Three months. 14,000 rows of custom data. A home‑grown dataset. Zero reliance on heavily filtered SaaS LLMs. This is the story (and the architecture) behind my persona‑driven, FSM-powered conversion engine for creator/agency workflows.


TL;DR

I built an end‑to‑end AI system that:

  • Uses a Finite State Machine (FSM) to break the user journey into explicit steps: Rapport Building, Deepening, CTA, and Objection Handling.
  • Offloads CTA decisions to a RandomForest classifier microservice (not the LLM), using message counts, sentiment, phase, and more.
  • Trained both the LLM and classifier on 14,000+ rows of data generated and reviewed with nous-hermes2-mixtral.
  • Runs a local/hosted LLM stack (no dependency on centralized, policy‑heavy APIs) with a pluggable provider interface.
  • Uses RAG over Google Drive persona folders, advanced sentiment/emotion/sarcasm analysis, and vectorized user memories in MongoDB.
  • Enforces a strict JSON I/O contract for deterministic frontend/bot consumption.
  • Is evolving: more ML microservices, intent transformers, and distributed deployment coming soon.

Why Build My Own Stack?

Centrally hosted LLM APIs are:

  • Heavily filtered/censored — especially for edgy or roleplay-heavy domains.
  • Expensive at scale and subject to rate limits or sudden policy shifts.
  • Opaque — zero control over internal safety layers, logits, or fine‑tune hooks.

So I went full‑stack: self‑hosted models (Ollama / custom fine‑tunes), my own embeddings, my own memory & sentiment layer, and my own orchestration logic.
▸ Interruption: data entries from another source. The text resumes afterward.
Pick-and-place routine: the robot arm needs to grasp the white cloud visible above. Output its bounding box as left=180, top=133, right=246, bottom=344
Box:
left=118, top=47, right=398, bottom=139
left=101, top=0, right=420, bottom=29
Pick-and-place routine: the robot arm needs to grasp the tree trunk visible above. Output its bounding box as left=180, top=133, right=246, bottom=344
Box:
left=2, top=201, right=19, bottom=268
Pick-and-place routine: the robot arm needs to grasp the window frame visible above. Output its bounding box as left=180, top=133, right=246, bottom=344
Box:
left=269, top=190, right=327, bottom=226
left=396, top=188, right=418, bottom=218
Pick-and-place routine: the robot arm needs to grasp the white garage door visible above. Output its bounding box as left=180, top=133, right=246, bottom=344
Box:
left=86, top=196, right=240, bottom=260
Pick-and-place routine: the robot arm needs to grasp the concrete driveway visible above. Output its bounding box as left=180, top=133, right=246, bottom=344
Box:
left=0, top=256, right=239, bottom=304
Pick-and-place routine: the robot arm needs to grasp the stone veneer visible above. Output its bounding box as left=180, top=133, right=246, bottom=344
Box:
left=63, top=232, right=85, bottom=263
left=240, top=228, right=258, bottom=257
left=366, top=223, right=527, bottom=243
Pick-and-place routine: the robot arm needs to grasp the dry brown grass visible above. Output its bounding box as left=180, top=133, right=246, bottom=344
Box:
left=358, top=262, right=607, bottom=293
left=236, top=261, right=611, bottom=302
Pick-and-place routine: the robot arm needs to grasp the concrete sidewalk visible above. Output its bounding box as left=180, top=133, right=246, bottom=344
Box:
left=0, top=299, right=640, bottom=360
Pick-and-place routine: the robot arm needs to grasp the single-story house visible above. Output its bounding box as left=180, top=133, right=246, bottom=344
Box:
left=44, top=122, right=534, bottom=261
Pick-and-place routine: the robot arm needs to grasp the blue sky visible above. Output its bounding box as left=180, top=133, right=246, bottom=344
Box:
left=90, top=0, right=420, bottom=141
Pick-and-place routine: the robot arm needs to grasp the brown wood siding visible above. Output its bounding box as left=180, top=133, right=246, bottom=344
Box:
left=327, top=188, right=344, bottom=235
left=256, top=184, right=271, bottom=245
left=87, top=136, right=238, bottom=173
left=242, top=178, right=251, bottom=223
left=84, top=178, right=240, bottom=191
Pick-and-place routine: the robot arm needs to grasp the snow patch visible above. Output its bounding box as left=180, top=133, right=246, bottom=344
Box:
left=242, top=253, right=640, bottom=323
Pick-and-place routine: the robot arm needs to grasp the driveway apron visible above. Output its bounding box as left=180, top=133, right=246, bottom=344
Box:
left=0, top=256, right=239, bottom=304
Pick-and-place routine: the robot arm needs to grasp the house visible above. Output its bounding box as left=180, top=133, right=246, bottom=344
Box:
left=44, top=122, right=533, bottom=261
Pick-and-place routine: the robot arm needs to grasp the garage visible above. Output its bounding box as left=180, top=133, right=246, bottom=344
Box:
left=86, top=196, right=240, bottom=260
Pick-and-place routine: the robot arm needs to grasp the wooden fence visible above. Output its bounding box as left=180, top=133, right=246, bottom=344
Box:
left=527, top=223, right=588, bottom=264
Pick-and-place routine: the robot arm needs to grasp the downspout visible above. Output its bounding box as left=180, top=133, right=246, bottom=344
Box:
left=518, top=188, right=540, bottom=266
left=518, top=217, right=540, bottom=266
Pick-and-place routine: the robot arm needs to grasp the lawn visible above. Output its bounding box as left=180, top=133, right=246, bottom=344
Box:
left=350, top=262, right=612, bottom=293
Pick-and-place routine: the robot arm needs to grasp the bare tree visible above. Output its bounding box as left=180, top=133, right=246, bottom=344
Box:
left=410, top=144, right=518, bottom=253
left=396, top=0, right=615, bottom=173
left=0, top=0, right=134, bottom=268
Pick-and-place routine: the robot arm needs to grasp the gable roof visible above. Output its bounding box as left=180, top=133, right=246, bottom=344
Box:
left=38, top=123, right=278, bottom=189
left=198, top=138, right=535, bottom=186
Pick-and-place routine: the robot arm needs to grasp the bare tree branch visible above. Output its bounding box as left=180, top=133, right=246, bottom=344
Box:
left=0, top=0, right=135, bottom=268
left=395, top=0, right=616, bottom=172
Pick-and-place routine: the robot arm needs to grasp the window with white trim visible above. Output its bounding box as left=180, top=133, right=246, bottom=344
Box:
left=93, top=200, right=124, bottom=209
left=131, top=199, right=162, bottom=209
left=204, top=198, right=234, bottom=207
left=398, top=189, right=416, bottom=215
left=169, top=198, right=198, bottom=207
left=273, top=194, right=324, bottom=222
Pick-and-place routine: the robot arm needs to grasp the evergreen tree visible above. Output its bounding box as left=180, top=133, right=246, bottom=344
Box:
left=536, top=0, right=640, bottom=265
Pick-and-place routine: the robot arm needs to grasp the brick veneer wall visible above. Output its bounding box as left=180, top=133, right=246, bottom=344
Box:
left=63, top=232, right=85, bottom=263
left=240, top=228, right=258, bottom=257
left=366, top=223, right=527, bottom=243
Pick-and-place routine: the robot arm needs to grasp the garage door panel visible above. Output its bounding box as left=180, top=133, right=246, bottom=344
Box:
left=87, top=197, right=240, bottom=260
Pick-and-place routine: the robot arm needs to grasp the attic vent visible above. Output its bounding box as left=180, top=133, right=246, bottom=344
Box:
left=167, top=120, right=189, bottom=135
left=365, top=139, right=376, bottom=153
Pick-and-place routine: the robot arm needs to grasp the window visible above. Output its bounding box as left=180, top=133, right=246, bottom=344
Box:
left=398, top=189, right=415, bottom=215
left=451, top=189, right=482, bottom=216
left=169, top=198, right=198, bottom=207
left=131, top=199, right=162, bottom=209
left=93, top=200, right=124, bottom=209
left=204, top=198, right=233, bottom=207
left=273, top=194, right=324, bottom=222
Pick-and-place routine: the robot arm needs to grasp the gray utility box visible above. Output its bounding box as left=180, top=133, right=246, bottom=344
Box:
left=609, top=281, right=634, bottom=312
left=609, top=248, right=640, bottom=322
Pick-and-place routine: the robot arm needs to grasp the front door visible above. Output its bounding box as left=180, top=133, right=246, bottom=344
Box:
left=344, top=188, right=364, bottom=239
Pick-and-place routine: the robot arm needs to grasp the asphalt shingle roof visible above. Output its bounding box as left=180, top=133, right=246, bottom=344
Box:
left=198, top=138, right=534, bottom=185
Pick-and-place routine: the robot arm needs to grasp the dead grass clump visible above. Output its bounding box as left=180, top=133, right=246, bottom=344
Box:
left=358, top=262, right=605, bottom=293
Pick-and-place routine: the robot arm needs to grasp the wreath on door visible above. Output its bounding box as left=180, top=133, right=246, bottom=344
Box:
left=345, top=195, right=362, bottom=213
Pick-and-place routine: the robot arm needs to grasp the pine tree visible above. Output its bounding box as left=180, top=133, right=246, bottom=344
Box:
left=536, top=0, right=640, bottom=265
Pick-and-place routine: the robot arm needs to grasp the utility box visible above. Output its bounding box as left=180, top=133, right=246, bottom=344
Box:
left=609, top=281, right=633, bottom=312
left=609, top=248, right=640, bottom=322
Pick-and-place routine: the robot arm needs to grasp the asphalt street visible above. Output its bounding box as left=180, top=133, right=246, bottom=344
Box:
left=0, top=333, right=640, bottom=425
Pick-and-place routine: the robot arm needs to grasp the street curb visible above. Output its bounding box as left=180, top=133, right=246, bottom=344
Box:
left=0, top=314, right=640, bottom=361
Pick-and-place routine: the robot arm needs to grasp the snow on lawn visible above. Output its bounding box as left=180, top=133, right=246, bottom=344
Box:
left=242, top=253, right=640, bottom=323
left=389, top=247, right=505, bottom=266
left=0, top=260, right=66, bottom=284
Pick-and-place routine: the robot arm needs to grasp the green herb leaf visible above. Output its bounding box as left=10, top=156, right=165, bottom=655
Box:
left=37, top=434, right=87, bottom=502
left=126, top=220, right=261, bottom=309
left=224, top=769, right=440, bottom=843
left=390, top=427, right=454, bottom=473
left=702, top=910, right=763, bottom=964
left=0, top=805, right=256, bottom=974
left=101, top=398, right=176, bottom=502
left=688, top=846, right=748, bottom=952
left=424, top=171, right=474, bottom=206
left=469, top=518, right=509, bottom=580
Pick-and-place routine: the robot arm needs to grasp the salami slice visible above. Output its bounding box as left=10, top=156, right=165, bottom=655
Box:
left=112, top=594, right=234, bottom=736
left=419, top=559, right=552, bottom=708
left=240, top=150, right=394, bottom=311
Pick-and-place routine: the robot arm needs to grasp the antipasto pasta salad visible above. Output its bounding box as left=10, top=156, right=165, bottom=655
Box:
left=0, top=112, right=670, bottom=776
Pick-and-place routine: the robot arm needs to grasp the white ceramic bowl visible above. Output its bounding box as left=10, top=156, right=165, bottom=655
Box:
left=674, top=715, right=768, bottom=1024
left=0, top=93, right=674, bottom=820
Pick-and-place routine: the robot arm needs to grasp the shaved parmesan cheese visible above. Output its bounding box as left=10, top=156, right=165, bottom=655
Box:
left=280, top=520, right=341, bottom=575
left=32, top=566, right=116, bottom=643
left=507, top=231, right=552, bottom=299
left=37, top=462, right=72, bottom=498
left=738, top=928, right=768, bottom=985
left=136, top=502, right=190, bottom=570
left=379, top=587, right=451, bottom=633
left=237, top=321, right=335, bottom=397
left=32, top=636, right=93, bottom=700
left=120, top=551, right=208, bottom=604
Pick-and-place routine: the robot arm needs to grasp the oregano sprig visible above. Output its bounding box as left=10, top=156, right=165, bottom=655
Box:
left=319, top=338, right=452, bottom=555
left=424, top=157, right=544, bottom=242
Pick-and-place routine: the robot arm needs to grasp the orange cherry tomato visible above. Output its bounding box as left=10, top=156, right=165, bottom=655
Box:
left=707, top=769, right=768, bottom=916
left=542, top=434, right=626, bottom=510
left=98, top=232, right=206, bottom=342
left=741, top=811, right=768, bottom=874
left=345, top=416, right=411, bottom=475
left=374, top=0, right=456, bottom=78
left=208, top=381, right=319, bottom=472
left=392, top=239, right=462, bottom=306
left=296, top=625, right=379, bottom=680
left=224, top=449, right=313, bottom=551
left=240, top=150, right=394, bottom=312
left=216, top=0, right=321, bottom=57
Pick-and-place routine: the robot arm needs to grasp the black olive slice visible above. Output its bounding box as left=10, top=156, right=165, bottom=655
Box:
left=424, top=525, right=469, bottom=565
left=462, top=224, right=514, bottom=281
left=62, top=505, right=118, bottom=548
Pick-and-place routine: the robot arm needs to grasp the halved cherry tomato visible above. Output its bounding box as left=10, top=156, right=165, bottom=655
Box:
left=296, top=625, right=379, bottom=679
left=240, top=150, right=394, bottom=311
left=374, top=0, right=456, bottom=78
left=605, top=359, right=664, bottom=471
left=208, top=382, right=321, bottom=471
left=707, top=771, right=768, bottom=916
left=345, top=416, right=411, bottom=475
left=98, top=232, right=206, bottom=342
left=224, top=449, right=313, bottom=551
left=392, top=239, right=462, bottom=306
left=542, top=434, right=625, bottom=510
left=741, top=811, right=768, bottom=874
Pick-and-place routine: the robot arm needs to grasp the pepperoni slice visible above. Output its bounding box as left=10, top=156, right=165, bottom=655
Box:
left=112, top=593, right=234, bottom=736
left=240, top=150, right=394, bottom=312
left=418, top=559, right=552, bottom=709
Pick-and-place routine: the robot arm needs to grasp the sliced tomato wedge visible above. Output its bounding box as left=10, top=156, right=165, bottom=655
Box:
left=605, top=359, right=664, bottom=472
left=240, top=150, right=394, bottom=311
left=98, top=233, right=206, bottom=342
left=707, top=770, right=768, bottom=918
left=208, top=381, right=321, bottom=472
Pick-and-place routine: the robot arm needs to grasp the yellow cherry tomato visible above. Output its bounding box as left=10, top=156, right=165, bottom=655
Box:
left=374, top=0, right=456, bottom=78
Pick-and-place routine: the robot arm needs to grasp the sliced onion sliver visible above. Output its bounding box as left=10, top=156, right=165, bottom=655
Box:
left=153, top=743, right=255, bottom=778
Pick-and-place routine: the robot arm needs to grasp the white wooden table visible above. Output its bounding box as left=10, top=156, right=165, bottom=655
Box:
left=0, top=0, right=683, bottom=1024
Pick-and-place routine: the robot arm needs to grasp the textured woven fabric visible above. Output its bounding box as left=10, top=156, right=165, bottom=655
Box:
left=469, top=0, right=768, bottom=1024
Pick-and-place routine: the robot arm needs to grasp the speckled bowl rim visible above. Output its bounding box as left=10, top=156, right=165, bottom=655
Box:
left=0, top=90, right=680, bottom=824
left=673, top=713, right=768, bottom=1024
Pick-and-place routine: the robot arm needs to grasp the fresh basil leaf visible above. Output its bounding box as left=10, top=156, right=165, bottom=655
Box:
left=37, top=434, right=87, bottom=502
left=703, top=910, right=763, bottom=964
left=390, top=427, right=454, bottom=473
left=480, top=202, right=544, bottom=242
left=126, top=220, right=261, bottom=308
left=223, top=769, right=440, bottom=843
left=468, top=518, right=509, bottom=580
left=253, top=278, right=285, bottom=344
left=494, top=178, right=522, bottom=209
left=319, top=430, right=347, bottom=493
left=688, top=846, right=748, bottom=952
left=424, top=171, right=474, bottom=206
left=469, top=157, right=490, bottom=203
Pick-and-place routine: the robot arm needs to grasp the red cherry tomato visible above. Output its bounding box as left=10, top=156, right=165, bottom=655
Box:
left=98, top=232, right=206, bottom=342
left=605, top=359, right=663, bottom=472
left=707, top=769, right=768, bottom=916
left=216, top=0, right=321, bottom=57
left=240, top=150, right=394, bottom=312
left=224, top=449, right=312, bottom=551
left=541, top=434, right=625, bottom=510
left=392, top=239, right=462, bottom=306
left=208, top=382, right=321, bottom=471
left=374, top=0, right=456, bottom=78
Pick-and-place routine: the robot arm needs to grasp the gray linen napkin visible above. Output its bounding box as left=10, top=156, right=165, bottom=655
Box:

FSMs and microservices let me control every step of the user journey and optimize for conversions.


Core Problem Statement

  1. Hold natural, persona‑consistent conversations that feel human.
  2. Explicitly manage the user journey with FSM: rapport, deepening, CTA, objection handling.
  3. Detect the right time to drop a CTA, using a dedicated ML classifier.
  4. Remember user details (interests, emotions, objections) across sessions.
  5. Keep improving: A/B test tactics, learn from objections, optimize conversion rate.

High‑Level Architecture

[Client / Bot Frontends]
           |
           v
 +------------------+
 |    Flask API     |  (/chat, /personas)
 +------------------+
           |
           v
 +--------------------------------------------------------------+
 |                  Orchestration Layer                         |
 |  ├─ FSM Controller  (RapportDeepeningCTAObjection)   |
 |  ├─ Persona Loader  (Google Drive Sync)                       |
 |  ├─ History & Memory (MongoDB)                               |
 |  ├─ Sentiment & Emotion Engine                               |
 |  └─ JSON Output Enforcer                                     |
 +--------------------------------------------------------------+
           |           |                               |
           |        Background Sync        |  Google Drive
           |       (profiles, phrases,     |  (persona folders)
           |        knowledge docs)        |
           v                               |
 +-------------------------+               |
 | LLM Provider Interface | ───▶ Local/Hosted LLMs (Ollama, FT)
 +-------------------------+               |
           |                               |
           v                               |
 +-------------------------+               |
 |   Embeddings Service   | ───▶ NumPy/Cosine Similarity
 +-------------------------+               |
           |                               |
           v                               |
 +-------------------------+               |
 |        MongoDB         | (chat_histories, user_profiles,      |
 |                        |  persona_*)                          |
 +-------------------------+               |
           |                               |
           v                               |
 +----------------------------------+      |
 | RandomForest CTA Classifier      | ◀────+
 | Microservice (CTA NOW / WAIT /   |
 | NEVER decisions)                 |
 +----------------------------------+

FSM: User Journey Control

The conversation is now managed by a Finite State Machine with four main phases:

  1. Rapport Building: Humor, mirroring, establishing common ground.
  2. Deepening: Asking about hobbies, routines, struggles, and building memory hooks.
  3. CTA (Call To Action): Seamless, context-aware introduction of value propositions.
  4. Objection Handling: Detect and address hesitations ("too expensive", "maybe later").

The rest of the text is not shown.